A physician or dentist does not undertake to cure you. He only has to do his best for you according to the standard of care for his community or medical or dental specialty. If he did not, you have a legitimate complaint. If he did, you probably d

o not have a case, no matter how disastrous the results.

Many years ago, an anesthesiologist in Rhode Island had a patient die while under anesthesia. The doctor admitted that it would not have happened if he had learned up-to-date techniques used by anesthetists in Boston, which was only 40 miles away. But, he had never gone there to learn and claimed that his outmoded and dangerous techniques were the same as those used by other doctors in the same small city, and the court believed him.

That excuse would not work today. With modern education and travel facilities, more and more states have recognized that a small-town physician or dentist has plenty of opportunity to attend meetings and take courses to keep abreast of new developments in medicine or dentistry. In most states, it is no longer a defense for the doctor to claim that he met the local standard, especially if it is a low standard.

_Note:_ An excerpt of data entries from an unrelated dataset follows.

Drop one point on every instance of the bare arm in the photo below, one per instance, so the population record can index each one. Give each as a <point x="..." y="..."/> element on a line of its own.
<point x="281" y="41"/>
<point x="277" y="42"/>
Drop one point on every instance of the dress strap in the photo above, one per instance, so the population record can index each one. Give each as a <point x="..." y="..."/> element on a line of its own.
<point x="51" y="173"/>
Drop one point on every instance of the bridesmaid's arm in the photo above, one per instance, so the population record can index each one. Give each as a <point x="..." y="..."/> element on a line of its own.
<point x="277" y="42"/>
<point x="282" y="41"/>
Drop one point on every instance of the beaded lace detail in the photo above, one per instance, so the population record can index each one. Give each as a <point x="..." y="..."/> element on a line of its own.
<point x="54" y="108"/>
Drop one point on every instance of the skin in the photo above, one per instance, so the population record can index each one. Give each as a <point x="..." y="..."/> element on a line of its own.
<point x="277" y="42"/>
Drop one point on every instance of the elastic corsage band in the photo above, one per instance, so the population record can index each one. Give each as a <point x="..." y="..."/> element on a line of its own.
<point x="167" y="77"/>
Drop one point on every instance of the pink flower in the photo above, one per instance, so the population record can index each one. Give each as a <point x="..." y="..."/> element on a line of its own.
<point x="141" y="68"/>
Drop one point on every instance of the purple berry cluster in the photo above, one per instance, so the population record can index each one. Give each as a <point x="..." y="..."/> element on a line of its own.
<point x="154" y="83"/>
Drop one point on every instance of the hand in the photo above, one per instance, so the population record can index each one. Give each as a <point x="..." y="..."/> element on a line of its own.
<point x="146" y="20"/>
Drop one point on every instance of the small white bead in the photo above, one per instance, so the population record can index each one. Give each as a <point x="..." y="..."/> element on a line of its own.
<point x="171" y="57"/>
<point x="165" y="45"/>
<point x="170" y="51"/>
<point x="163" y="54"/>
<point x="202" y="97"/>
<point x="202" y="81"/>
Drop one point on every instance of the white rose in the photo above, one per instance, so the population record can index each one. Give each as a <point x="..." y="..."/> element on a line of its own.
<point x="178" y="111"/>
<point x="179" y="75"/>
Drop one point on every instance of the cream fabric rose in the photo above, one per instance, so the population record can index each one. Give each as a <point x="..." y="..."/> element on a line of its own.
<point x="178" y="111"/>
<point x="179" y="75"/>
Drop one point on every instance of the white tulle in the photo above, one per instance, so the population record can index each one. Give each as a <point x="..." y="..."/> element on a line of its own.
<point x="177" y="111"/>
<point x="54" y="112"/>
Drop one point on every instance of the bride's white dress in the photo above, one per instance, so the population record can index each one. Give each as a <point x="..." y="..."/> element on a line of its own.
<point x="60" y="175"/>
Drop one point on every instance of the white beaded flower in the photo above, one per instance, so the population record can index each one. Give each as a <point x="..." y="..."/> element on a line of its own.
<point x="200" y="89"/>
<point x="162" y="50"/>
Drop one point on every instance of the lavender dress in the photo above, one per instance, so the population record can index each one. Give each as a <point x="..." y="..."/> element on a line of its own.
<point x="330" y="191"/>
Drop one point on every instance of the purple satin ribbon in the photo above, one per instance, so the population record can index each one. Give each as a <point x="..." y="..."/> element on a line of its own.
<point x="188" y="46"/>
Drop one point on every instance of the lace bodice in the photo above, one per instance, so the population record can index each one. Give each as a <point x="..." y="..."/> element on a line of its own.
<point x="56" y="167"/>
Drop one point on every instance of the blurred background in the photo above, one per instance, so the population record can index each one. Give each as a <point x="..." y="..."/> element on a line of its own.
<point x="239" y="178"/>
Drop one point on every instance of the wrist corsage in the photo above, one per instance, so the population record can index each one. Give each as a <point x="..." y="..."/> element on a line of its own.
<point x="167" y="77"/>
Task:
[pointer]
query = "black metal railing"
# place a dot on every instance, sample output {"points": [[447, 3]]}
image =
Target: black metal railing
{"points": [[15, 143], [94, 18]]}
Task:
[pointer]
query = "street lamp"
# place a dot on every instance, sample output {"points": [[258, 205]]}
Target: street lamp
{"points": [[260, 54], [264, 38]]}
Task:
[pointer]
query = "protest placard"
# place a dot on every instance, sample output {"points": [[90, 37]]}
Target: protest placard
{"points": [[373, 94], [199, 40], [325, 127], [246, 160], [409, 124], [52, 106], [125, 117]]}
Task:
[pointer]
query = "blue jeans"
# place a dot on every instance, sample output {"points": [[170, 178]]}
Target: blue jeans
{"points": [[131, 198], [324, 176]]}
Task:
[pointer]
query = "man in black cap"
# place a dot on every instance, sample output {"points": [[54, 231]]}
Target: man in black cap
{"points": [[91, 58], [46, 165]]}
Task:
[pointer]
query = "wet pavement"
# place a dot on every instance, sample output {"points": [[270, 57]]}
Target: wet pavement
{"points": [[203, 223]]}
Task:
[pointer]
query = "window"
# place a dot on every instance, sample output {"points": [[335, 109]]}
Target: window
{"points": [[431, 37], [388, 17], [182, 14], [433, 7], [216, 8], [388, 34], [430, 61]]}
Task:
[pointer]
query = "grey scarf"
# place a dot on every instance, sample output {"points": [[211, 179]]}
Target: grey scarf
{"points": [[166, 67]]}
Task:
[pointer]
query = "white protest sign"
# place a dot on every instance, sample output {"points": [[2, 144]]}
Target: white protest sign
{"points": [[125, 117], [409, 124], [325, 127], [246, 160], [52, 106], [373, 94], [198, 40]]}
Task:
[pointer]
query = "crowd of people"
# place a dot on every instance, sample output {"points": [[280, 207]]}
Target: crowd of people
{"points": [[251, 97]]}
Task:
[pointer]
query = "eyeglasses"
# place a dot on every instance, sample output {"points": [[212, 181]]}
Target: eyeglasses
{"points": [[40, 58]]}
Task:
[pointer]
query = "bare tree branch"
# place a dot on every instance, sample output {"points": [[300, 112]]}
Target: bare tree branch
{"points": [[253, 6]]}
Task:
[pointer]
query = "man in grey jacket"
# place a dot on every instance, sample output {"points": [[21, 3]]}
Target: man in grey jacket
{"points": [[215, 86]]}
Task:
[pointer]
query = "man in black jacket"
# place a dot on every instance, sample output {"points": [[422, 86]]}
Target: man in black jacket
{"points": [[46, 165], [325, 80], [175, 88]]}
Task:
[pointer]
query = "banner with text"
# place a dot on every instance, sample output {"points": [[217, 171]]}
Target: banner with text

In 1929 the American Dental Association began to establish dental board certification for dentists who wished to specialize. These doctors spend two or more years in advanced training and then must pass examinations administered by a specialty board recognized by the American Dental Association. Since the training, exams, and standards of practice for Board Certified dental specialists are the same everywhere in the country, they can be judged by a national standard.

In the 1930’s, the American Specialty Boards were established to insure that a physician, who claimed to be a medical specialist, was really competent. To be Board Certified as competent in a specialty, a doctor has to spend years training in a hospital and pass rigorous exams. Here, too, since the training, exams, and standards of practice for Board Certified medical specialists are the same everywhere in the country, they can be judged by a national standard.

Sometimes Board Certified specialists will try to defeat medical malpractice cases by claiming they are only local doctors. A heart surgeon in California claimed that he practiced according to a lower standard when he operated in San Bernardino than when he operated in a university hospital in Los Angeles. Unusually, that does not work.

The Standard of Care

There are several ways you can judge whether or not a physician or dentist lived up to the standard of care, or whether he has indeed committed malpractice. In other words, whether the bad result that was devastating for you and your family was justified, or whether the doctor was really to blame.

The Average or Reasonably-Competent Practitioner Rule

A physician or dentist does not have to be the best in the country or even in the top 50%. If all the doctors in the U.S. were rated on a scale from 1 to 10 and the average was 5, half would be above 5 and half below. Does that mean that all the doctors who fall below the 5 average should be considered incompetent? No. As the U.S. Supreme Court once put it, if 51% of the doctors in the U.S. do things in a certain way, it does not mean that the other 49% are automatically guilty of malpractice. The average is what is considered as generally accepted by the profession. All a doctor has to show is that he acted with reasonable skill or as most of his colleagues would have acted.